Generative Artificial Intelligence-based Treatment Planning in Clinical Decision-Making, in Precision Medicine, and in Personalized Healthcare.

AuthorGrupac, Marian
  1. Introduction

    ChatGPT can predict diagnoses, enable virtual consultations, recommend specific treatments, efficiently inspect massive datasets (Dabija et al, 2018; Nica, 2018; Pelau et al, 2021; Vatamanescu et al, 2022), monitor health data and patient care, and lower healthcare costs. The purpose of our systematic review is to examine the recently published literature on generative artificial intelligence-based treatment planning and integrate the insights it configures on clinical decision-making, on precision medicine, and on personalized healthcare. By analyzing the most recent (2023) and significant (Web of Science, Scopus, and ProQuest) sources, our paper has attempted to prove that ChatGPT can provide well-structured, relevant, and accurate medical information as regards patient education and support through personalized advice while requiring optimized support system reliability and applicability. The actuality and novelty of this study are articulated by addressing how ChatGPT can assist physicians and patients by inspecting complex datasets and producing personalized treatment recommendations, that is an emerging topic involving much interest. Our research problem is whether generative artificial intelligence algorithms (Andronie et al., 2021b; Musova et al, 2021; Popescu et al, 2017a) can be deployed as regards laboratory diagnostics, public health outbreak management, clinical decision support tools and trial data, patient care efficiency, and drug discovery.

    In this review, prior findings have been cumulated indicating that by accessing patient medical records, generative artificial intelligence algorithms (Andronie et al, 2021; Naepi and Naepi, 2022; Popescu et al, 2017b) can improve clinical imaging and reasoning, identify medical symptoms, and consolidate postoperative management and rehabilitation. The identified gaps advance how ChatGPT produce factually precise and contextually significant structured discussion feedback (Andronie et al, 2021a; Duncan, 2022; Nica et al, 2022) to elaborate and emerging clinical questions, swiftly retrieving and integrating complex medical information into streamlined answers.

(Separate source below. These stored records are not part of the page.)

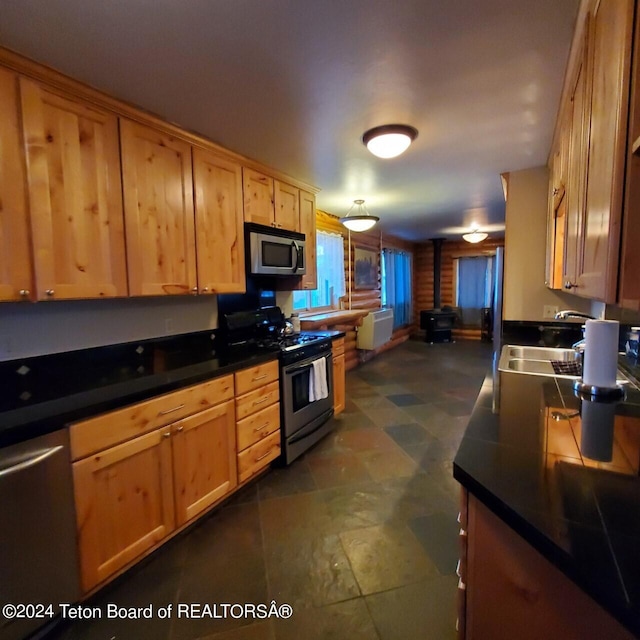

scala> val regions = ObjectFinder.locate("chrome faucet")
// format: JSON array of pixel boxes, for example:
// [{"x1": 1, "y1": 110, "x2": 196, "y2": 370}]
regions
[{"x1": 554, "y1": 310, "x2": 595, "y2": 320}]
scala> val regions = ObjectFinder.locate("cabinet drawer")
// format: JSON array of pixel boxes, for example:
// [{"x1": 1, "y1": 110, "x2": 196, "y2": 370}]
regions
[
  {"x1": 237, "y1": 430, "x2": 281, "y2": 483},
  {"x1": 332, "y1": 337, "x2": 345, "y2": 356},
  {"x1": 70, "y1": 375, "x2": 234, "y2": 460},
  {"x1": 237, "y1": 402, "x2": 280, "y2": 452},
  {"x1": 235, "y1": 381, "x2": 280, "y2": 420},
  {"x1": 235, "y1": 360, "x2": 279, "y2": 396}
]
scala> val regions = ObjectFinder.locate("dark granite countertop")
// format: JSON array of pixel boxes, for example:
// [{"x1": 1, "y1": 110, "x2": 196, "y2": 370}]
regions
[
  {"x1": 454, "y1": 365, "x2": 640, "y2": 636},
  {"x1": 0, "y1": 330, "x2": 279, "y2": 449}
]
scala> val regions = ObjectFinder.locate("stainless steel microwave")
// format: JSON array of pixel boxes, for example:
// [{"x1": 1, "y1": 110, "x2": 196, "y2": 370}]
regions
[{"x1": 247, "y1": 223, "x2": 306, "y2": 276}]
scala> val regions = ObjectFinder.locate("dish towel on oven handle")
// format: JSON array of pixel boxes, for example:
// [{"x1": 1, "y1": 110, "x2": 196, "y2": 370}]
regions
[{"x1": 309, "y1": 356, "x2": 329, "y2": 402}]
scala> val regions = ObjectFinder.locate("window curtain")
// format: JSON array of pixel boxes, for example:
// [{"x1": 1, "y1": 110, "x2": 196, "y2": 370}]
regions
[
  {"x1": 382, "y1": 248, "x2": 412, "y2": 330},
  {"x1": 456, "y1": 256, "x2": 492, "y2": 327},
  {"x1": 293, "y1": 230, "x2": 345, "y2": 310}
]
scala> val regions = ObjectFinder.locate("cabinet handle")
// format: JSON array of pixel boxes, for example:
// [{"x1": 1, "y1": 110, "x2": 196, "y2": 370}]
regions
[
  {"x1": 192, "y1": 286, "x2": 198, "y2": 293},
  {"x1": 202, "y1": 287, "x2": 209, "y2": 293},
  {"x1": 45, "y1": 289, "x2": 55, "y2": 296},
  {"x1": 176, "y1": 426, "x2": 184, "y2": 432},
  {"x1": 254, "y1": 422, "x2": 270, "y2": 432},
  {"x1": 252, "y1": 374, "x2": 268, "y2": 381},
  {"x1": 256, "y1": 450, "x2": 272, "y2": 461},
  {"x1": 552, "y1": 187, "x2": 560, "y2": 195},
  {"x1": 163, "y1": 432, "x2": 171, "y2": 439},
  {"x1": 158, "y1": 403, "x2": 185, "y2": 416},
  {"x1": 19, "y1": 289, "x2": 30, "y2": 297},
  {"x1": 564, "y1": 281, "x2": 577, "y2": 290},
  {"x1": 253, "y1": 397, "x2": 269, "y2": 406}
]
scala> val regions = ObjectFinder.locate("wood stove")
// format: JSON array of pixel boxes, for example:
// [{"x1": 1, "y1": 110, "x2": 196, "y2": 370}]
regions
[{"x1": 420, "y1": 309, "x2": 458, "y2": 343}]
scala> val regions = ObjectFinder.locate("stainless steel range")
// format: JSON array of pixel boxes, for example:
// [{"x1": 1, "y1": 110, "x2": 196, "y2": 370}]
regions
[{"x1": 218, "y1": 307, "x2": 334, "y2": 464}]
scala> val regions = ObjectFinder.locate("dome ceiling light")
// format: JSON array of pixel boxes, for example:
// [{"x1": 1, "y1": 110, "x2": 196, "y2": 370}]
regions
[
  {"x1": 340, "y1": 199, "x2": 379, "y2": 232},
  {"x1": 362, "y1": 124, "x2": 418, "y2": 159},
  {"x1": 462, "y1": 229, "x2": 489, "y2": 244}
]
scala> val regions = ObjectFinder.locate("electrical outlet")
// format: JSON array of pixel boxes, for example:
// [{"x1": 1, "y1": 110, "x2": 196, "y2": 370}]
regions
[
  {"x1": 165, "y1": 318, "x2": 174, "y2": 333},
  {"x1": 543, "y1": 305, "x2": 559, "y2": 319}
]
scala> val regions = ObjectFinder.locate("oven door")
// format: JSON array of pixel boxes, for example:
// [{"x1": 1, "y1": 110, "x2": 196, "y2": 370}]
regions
[{"x1": 281, "y1": 351, "x2": 333, "y2": 437}]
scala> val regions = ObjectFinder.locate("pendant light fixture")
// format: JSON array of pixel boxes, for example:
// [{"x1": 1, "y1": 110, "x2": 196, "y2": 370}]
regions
[
  {"x1": 340, "y1": 199, "x2": 379, "y2": 232},
  {"x1": 362, "y1": 124, "x2": 418, "y2": 159},
  {"x1": 462, "y1": 229, "x2": 488, "y2": 244}
]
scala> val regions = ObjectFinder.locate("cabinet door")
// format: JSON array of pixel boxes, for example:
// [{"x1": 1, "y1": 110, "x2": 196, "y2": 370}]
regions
[
  {"x1": 120, "y1": 119, "x2": 196, "y2": 296},
  {"x1": 0, "y1": 69, "x2": 32, "y2": 301},
  {"x1": 20, "y1": 79, "x2": 127, "y2": 300},
  {"x1": 172, "y1": 400, "x2": 237, "y2": 526},
  {"x1": 563, "y1": 32, "x2": 590, "y2": 293},
  {"x1": 299, "y1": 189, "x2": 318, "y2": 290},
  {"x1": 274, "y1": 180, "x2": 299, "y2": 231},
  {"x1": 333, "y1": 353, "x2": 346, "y2": 415},
  {"x1": 243, "y1": 167, "x2": 274, "y2": 226},
  {"x1": 193, "y1": 149, "x2": 245, "y2": 294},
  {"x1": 73, "y1": 429, "x2": 175, "y2": 592},
  {"x1": 579, "y1": 0, "x2": 634, "y2": 301}
]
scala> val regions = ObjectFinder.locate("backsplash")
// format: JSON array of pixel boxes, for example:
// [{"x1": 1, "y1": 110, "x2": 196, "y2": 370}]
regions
[{"x1": 0, "y1": 297, "x2": 219, "y2": 361}]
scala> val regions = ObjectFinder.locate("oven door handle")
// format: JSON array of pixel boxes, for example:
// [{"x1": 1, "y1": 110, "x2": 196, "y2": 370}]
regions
[
  {"x1": 284, "y1": 353, "x2": 330, "y2": 374},
  {"x1": 291, "y1": 241, "x2": 300, "y2": 273}
]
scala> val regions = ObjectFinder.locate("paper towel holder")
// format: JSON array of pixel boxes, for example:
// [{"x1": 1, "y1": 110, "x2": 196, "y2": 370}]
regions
[{"x1": 573, "y1": 379, "x2": 626, "y2": 401}]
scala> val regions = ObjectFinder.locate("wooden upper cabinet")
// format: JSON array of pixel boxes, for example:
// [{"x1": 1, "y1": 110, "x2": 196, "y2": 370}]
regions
[
  {"x1": 0, "y1": 69, "x2": 32, "y2": 301},
  {"x1": 243, "y1": 167, "x2": 275, "y2": 227},
  {"x1": 298, "y1": 189, "x2": 317, "y2": 290},
  {"x1": 274, "y1": 180, "x2": 300, "y2": 231},
  {"x1": 563, "y1": 31, "x2": 590, "y2": 294},
  {"x1": 193, "y1": 149, "x2": 245, "y2": 294},
  {"x1": 578, "y1": 0, "x2": 634, "y2": 301},
  {"x1": 20, "y1": 78, "x2": 127, "y2": 300},
  {"x1": 120, "y1": 119, "x2": 196, "y2": 296},
  {"x1": 171, "y1": 400, "x2": 237, "y2": 526}
]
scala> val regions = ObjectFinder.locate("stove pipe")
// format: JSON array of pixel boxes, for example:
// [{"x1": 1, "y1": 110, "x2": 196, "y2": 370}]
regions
[{"x1": 431, "y1": 238, "x2": 443, "y2": 309}]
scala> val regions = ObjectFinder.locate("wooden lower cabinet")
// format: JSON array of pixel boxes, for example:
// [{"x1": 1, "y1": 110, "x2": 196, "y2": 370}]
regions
[
  {"x1": 333, "y1": 338, "x2": 345, "y2": 415},
  {"x1": 72, "y1": 429, "x2": 175, "y2": 592},
  {"x1": 462, "y1": 492, "x2": 633, "y2": 640},
  {"x1": 234, "y1": 362, "x2": 281, "y2": 483},
  {"x1": 172, "y1": 400, "x2": 237, "y2": 526},
  {"x1": 72, "y1": 380, "x2": 238, "y2": 593}
]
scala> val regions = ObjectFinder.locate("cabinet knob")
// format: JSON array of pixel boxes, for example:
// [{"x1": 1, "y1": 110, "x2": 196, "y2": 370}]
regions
[
  {"x1": 191, "y1": 286, "x2": 198, "y2": 293},
  {"x1": 564, "y1": 281, "x2": 577, "y2": 290},
  {"x1": 45, "y1": 289, "x2": 55, "y2": 297},
  {"x1": 552, "y1": 187, "x2": 560, "y2": 196},
  {"x1": 202, "y1": 287, "x2": 209, "y2": 293},
  {"x1": 19, "y1": 289, "x2": 30, "y2": 297},
  {"x1": 163, "y1": 432, "x2": 171, "y2": 438},
  {"x1": 176, "y1": 426, "x2": 184, "y2": 433}
]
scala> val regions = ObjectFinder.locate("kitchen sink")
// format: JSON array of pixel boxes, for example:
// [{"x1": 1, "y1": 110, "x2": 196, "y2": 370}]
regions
[
  {"x1": 498, "y1": 345, "x2": 582, "y2": 379},
  {"x1": 505, "y1": 346, "x2": 581, "y2": 362}
]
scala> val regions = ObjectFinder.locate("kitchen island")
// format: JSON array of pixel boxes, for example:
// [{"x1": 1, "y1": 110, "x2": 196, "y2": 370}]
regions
[{"x1": 454, "y1": 365, "x2": 640, "y2": 639}]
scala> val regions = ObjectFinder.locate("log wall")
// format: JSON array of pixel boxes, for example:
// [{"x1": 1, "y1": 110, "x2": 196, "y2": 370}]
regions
[
  {"x1": 314, "y1": 210, "x2": 417, "y2": 367},
  {"x1": 414, "y1": 238, "x2": 505, "y2": 341}
]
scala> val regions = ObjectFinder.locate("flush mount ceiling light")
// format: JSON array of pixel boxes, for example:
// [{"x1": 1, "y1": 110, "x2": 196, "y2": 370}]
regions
[
  {"x1": 462, "y1": 229, "x2": 489, "y2": 244},
  {"x1": 340, "y1": 199, "x2": 379, "y2": 232},
  {"x1": 362, "y1": 124, "x2": 418, "y2": 159}
]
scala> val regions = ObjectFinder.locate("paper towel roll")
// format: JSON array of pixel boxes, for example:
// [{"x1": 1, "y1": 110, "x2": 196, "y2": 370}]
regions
[
  {"x1": 582, "y1": 319, "x2": 619, "y2": 388},
  {"x1": 580, "y1": 399, "x2": 615, "y2": 462}
]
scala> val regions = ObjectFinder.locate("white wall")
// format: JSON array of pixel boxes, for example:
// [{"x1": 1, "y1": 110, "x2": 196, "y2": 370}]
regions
[
  {"x1": 0, "y1": 296, "x2": 218, "y2": 361},
  {"x1": 503, "y1": 166, "x2": 594, "y2": 322}
]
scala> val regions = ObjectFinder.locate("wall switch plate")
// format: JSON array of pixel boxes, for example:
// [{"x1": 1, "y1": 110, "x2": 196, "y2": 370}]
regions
[{"x1": 543, "y1": 305, "x2": 559, "y2": 319}]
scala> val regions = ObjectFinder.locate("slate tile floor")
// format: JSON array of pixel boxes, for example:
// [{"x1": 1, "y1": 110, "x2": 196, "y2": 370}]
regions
[{"x1": 48, "y1": 339, "x2": 491, "y2": 640}]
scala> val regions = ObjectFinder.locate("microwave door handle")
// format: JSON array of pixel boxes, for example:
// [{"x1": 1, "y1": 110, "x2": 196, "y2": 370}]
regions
[{"x1": 292, "y1": 240, "x2": 300, "y2": 273}]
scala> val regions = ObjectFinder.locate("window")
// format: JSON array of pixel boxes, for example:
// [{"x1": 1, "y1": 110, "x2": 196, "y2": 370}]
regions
[
  {"x1": 381, "y1": 248, "x2": 413, "y2": 330},
  {"x1": 293, "y1": 230, "x2": 345, "y2": 311},
  {"x1": 454, "y1": 256, "x2": 494, "y2": 327}
]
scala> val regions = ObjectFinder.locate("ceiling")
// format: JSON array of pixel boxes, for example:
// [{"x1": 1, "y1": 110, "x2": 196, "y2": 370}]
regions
[{"x1": 0, "y1": 0, "x2": 580, "y2": 242}]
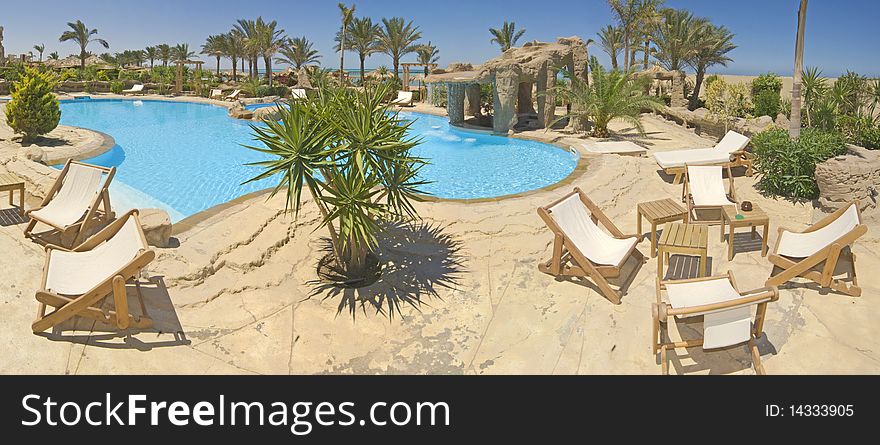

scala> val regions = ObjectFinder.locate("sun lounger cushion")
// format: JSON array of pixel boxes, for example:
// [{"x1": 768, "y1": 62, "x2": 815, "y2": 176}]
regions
[
  {"x1": 664, "y1": 276, "x2": 752, "y2": 349},
  {"x1": 688, "y1": 165, "x2": 734, "y2": 206},
  {"x1": 45, "y1": 217, "x2": 144, "y2": 295},
  {"x1": 549, "y1": 194, "x2": 638, "y2": 266},
  {"x1": 391, "y1": 91, "x2": 413, "y2": 105},
  {"x1": 776, "y1": 203, "x2": 860, "y2": 258},
  {"x1": 652, "y1": 131, "x2": 750, "y2": 169},
  {"x1": 291, "y1": 88, "x2": 307, "y2": 99},
  {"x1": 30, "y1": 164, "x2": 104, "y2": 228}
]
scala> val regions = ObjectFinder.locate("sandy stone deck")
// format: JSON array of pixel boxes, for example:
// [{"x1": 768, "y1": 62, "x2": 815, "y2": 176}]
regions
[{"x1": 1, "y1": 99, "x2": 878, "y2": 375}]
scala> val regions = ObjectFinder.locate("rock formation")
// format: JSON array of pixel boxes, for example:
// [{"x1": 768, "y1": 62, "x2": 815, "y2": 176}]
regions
[{"x1": 815, "y1": 145, "x2": 879, "y2": 214}]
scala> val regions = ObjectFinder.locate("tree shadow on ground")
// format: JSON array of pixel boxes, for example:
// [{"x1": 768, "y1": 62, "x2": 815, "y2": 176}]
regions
[{"x1": 306, "y1": 221, "x2": 466, "y2": 320}]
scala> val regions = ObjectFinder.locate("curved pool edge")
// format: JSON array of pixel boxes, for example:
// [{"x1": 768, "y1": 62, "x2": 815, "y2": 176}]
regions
[{"x1": 41, "y1": 126, "x2": 117, "y2": 165}]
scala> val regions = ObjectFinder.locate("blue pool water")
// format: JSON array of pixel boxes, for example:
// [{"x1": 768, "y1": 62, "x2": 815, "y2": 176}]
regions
[
  {"x1": 59, "y1": 99, "x2": 577, "y2": 221},
  {"x1": 244, "y1": 102, "x2": 289, "y2": 111}
]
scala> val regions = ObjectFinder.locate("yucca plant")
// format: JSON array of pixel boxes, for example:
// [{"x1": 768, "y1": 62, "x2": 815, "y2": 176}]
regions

Our main objective is to indicate that generative artificial intelligence algorithms (Andronie et al, 2023; Nica, 2017; Peters et al, 2023; Popescu, 2018) can streamline clinical workflows, provide quite error-free medical information, and enable optimal patient care and clinical decision-making.

  2. Theoretical Overview of the Main Concepts

    ChatGPT provides quite appropriate and readable medical knowledge with respect to diagnostic methods, visual prognosis, and surgical and nonsurgical treatments in terms of health-related counseling and factual information for both patients and physicians. Machine and deep learning-based generative artificial intelligence technologies integrate patient medical history, personalized health information, symptoms, and laboratory outcomes. Generative artificial intelligence algorithms can improve the communication and knowledge exchange of accessible and understandable health information and literacy, furthering users in making accurate informed decisions. ChatGPT can harness image analysis tools adequately, interpret clinical cases precisely, and evaluate treatment progress, resulting in enhanced personalized care. The manuscript is organized as following: theoretical overview (section 2), methodology (section 3), ChatGPT can provide well-structured, relevant, and accurate medical information (section 4), ChatGPT can predict diagnoses, enable virtual consultations, and recommend specific treatments (section 5), generative artificial intelligence algorithms can streamline clinical workflows (section 6), discussion (section 7), synopsis of the main research outcomes (section 8), conclusions (section 9), limitations, implications, and further directions of research (section 10).

  3. Methodology

    Throughout April 2023, we performed a quantitative literature review of the Web of Science, Scopus, and ProQuest databases, with search terms including "generative artificial intelligence-based treatment planning" + "clinical decision-making," "precision medicine," and "personalized healthcare." As we inspected research published in 2023, only 188 articles satisfied the eligibility criteria. By removing controversial findings, outcomes unsubstantiated by replication, too imprecise material, or having similar titles, we decided upon 40, generally empirical, sources (Tables 1 and 2). Data visualization tools: Dimensions (bibliometric mapping) and VOSviewer (layout algorithms). Reporting quality assessment tool: PRISMA. Methodological quality assessment tools include: AXIS, Dedoose, MMAT, and SRDR (Figures 1-6).

  4. ChatGPT Can Provide Well-Structured, Relevant, and Accurate Medical Information

    Machine and deep learning-based generative artificial intelligence technologies can configure an accurate diagnosis (Chavez et al., 2023; Grunebaum et al., 2023; Kim et al., 2023; Theodosiou and Read, 2023), optimize health service quality towards precision medicine and personalized healthcare and analyze medical images. Generative artificial intelligence algorithms can be deployed as regards laboratory diagnostics, public health outbreak management, clinical decision support tools and trial data, patient care efficiency, and drug discovery.

    ChatGPT can ensure content accuracy, clarity, readability, and coherence (Abd-alrazaq et al., 2023; Lee, 2023; Mohammed et al., 2023; Temsah et al., 2023; Vaishya et al., 2023) in teaching and learning processes associated with medical education through streamlining data extraction and summarization, writing style and formatting support, and subsequent vast amounts of first-rate work production. Machine and deep learning-based generative artificial intelligence technologies integrate patient medical history, personalized health information, symptoms, and laboratory outcomes.

    ChatGPT can assist physicians and patients by inspecting complex data-sets and producing personalized treatment recommendations (Ge and Lai, 2023; Johnson et al., 2023; Liu et al., 2023; Seth et al., 2023; Wagner and Ertl-Wagner, 2023): massive genomic and clinical data are pivotal in accurate treatment outcome predictions, exemplary therapeutic approach determination, and clinical trial matching assistance. ChatGPT can provide well-structured, relevant, and accurate medical information as regards patient education and support through personalized advice while requiring optimized support system reliability and applicability. (Table 3)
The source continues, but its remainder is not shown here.